Vātsyāyana

Related civilizations: Gupta Dynasty, India

Major role/position: Physician, logician, commentator

Life

Little is known about the life of Vātsyāyana (vaht-SAYH-yah-nah). He was a physician and commentator on Gautama’s Nyāya school of orthodox philosophy. His Nyāya-bhāṣya (fifth century c.e.; English translation in The Nyaya-sutras of Gautama: With the Bhasya of Vatsyayana, 1912), is the oldest surviving commentary on philosophical Nyāya sūtras, which became a basic document of Nyāya interpretation. He is best known for his Kāmasūtra (fifth century c.e.; The Kama Sutra of Vatsyayana, 1883), a text on eroticism and social conduct in which sexual matters are exhaustively and elaborately explored. Once viewed in the West as a pornographic work, it is a classic example of analyzing and classifying every aspect of human experience in Hindu life. Dedicated to the god of love, Kāma, the work was compiled by Vātsyāyana while he was a religious student at Benares.

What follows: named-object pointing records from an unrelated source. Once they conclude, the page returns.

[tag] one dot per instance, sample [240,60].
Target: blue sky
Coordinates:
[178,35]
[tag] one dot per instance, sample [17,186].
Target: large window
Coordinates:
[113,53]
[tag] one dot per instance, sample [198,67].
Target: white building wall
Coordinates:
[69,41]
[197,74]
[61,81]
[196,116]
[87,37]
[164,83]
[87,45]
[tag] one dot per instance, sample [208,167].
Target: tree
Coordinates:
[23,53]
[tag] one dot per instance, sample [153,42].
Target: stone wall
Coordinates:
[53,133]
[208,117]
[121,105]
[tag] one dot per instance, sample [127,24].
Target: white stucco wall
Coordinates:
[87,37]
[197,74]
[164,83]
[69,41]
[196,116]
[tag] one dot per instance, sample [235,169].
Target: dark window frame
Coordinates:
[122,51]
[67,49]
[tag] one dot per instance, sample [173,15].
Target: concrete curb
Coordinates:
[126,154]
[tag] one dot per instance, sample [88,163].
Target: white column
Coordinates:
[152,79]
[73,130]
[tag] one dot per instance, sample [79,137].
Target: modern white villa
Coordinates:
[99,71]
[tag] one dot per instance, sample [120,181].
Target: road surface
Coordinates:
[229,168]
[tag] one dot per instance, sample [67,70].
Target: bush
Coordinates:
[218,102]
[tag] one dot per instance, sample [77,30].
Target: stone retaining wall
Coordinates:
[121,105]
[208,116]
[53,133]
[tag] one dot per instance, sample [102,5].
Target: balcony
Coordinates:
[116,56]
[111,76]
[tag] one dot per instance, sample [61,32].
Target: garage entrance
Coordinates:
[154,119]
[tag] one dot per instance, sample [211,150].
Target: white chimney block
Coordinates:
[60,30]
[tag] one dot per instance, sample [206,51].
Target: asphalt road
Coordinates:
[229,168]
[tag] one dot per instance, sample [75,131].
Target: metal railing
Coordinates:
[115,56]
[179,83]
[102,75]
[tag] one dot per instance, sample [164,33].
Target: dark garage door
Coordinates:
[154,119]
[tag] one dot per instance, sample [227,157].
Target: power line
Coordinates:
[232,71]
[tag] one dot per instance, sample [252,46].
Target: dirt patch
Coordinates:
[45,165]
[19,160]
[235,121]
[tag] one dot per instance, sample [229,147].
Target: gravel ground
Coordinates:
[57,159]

Modeled on Kauṭilya’sArthaśāstra (dates vary, third century b.c.e.-third century c.e.; Treatise on the Good, 1961) in form and morals, it stresses sexual activity as a proper goal of life (dharma) for the householder in Indian society. It addresses marriage rites, parental duties in marriage, caste, intermarriage, duties of a devoted wife, images of conjugal love, polygamy, widowhood, remarriage, and forms of love making. It is a sophisticated, urbane, and pedantic classification of sex and love.

Influence

Vātsyāyana’s commentaries established the foundation of Nyāya as a major philosophical school preoccupied with logical and epistemological issues. His Kāmasūtra shed much light on the sexual mores of ancient India, and nothing has dislodged it from the status it has maintained throughout the centuries.

Bibliography

Gowan, Herbert H. A History of Indian Literature. New York: Greenwood Press, 1968.

Keith, Arthur Berriedale. A History of Sanskrit Literature. London: Oxford University Press, 1966.

Vatsyayana. The Complete Kama Sutra: The First Unabridged Modern Translation of the Classic Indian Text by Vatsyayana. Translated by Alain Daniélou. Rochester, Vt.: Park Street Press, 1994.